I have created a simple RAII class in one of my DLLs (let's call it the exporting
DLL) which monitors for configuration restore in my application:
Header file
class __declspec(dllexport) CEmuConfigurationRestoreMonitor
{
public:
CEmuConfigurationRestoreMonitor()
{
m_restoreInProgress = true;
}
~CEmuConfigurationRestoreMonitor()
{
m_restoreInProgress = false;
}
static bool IsRestoreInProgress()
{
return m_restoreInProgress;
}
private:
static bool m_restoreInProgress;
};
Source file
bool CEmuConfigurationRestoreMonitor::m_restoreInProgress = false;
The idea is that the restore code in the exporting
DLL will instantiate a CEmuConfigurationRestoreMonitor
on the stack and when it goes out of scope at the end of the method, the flag will be switched off.
The problem is that I want to query the flag, using IsRestoreInProgress()
, from another DLL (let's say the importing
DL开发者_StackOverflow中文版L). This is why I put __declspec(dllexport)

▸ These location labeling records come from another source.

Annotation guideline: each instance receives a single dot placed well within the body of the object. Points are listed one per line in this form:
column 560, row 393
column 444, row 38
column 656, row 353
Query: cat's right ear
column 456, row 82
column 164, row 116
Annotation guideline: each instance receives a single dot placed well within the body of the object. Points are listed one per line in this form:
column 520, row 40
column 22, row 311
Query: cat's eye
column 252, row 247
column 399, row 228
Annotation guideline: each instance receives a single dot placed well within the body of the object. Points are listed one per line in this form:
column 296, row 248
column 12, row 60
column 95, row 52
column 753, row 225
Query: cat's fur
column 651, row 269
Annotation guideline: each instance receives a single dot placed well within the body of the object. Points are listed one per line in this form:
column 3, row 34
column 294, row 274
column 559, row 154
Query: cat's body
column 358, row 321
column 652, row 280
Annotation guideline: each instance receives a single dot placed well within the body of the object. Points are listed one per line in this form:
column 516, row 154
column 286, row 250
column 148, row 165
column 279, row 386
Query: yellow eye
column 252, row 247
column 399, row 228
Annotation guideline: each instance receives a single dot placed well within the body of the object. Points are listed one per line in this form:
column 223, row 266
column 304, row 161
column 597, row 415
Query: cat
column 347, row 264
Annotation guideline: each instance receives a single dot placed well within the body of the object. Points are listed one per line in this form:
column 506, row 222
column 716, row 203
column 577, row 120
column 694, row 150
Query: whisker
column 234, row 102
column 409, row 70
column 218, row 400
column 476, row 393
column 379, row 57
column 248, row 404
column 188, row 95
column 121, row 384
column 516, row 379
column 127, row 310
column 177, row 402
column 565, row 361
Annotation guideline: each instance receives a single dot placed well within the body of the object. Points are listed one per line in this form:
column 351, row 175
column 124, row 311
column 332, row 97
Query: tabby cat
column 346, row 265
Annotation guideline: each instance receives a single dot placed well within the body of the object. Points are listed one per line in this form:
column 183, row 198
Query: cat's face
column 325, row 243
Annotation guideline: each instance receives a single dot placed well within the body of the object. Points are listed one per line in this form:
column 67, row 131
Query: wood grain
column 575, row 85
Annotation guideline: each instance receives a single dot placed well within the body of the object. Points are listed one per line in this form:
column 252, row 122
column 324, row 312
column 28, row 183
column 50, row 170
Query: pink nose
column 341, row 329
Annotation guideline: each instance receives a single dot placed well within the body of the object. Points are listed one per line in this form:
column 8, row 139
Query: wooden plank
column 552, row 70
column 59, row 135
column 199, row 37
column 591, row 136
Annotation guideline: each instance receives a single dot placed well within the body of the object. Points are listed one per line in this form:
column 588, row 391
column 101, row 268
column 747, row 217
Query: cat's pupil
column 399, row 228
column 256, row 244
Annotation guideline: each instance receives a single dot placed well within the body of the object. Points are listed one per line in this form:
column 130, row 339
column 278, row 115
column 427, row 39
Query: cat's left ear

in the class declaration in the exporting
DLL.
When I link the importing
DLL, I got an unresolved symbol for m_restoreInProgress
. So I added the following line to a .cpp file in the importing
DLL and it fixes that issue:
bool CEmuConfigurationRestoreMonitor::m_restoreInProgress = false;
What I am finding now is that even if m_restoreInProgress
is set to true
, when I query it from the importing
DLL, it's always returning false
.
Is the static initialization in the importing
DLL somehow overriding the real (current) value in the exporting
DLL?
You've given each DLL its own copy of m_restoreInProgress.
You could fix this by:
- Not using an inline function.
- Using a file-scoped variable for m_resotreInProgress, in a source file included in only the exporting DLL.